Aktuelles aus Wissenschaft und Forschung

Amazonas-Regenwald nimmt weniger CO2 auf
Urwald zeigt veränderte Wachstums- und Sterberaten

Wissenschaftler aus Brasilien und vom Smithsonian Tropical Institute haben Anzeichen dafür entdeckt, dass der Amazonas-Regenwald weniger CO2 absorbiert als noch vor wenigen Jahrzehnten. Darüber hinaus haben die Experten auch Veränderungen im Wachstum und beim Absterben von Bäumen festgestellt, berichtet das Wissenschaftsmagazin Nature.

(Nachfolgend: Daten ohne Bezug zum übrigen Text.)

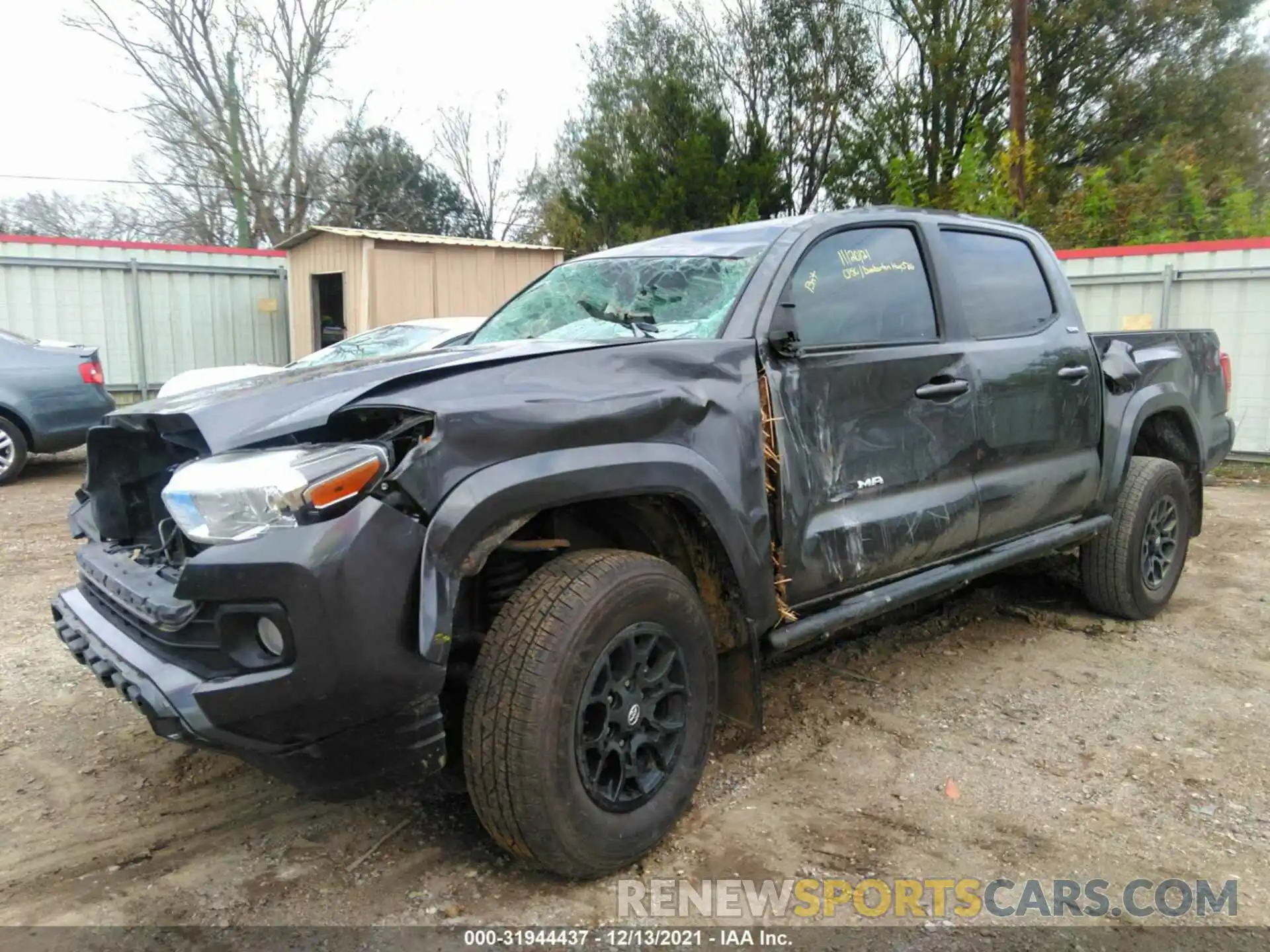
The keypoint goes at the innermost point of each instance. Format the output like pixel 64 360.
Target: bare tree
pixel 793 71
pixel 499 206
pixel 182 48
pixel 63 216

In der 20-jährigen Studie wurden insgesamt 14.000 Bäume in einem Gebiet von mehr als 300 Quadratkilometer markiert und vermessen, um ihre Wachstumsrate zu untersuchen. „Dass sich die Wachstumsdynamik im Regenwald immer wieder verändert, ist nichts Neues“, so Studienleiter William Laurance vom Smithsonian Tropical Institute. Pflanzen brauchen CO2. Die Wissenschaftler spekulieren damit, dass durch die großen Mengen von CO2 das Pflanzenwachstum gesteigert wurde. Allerdings nehmen große und schnell wachsende Bäume aus den unteren Schichten des Regenwaldes auf Kosten kleinerer Arten zu. Mehr CO2 führt auch zur Überdüngung der Wälder. Das kann nach Ansicht von Laurance ein Hinweis auf einen fundamentalen Wandel in der gesamten Waldökologie sein. Die Konkurrenz im schneller wachsenden Wald um Licht, Wasser und Nährstoffe aus dem Boden hat sich verschärft (pte).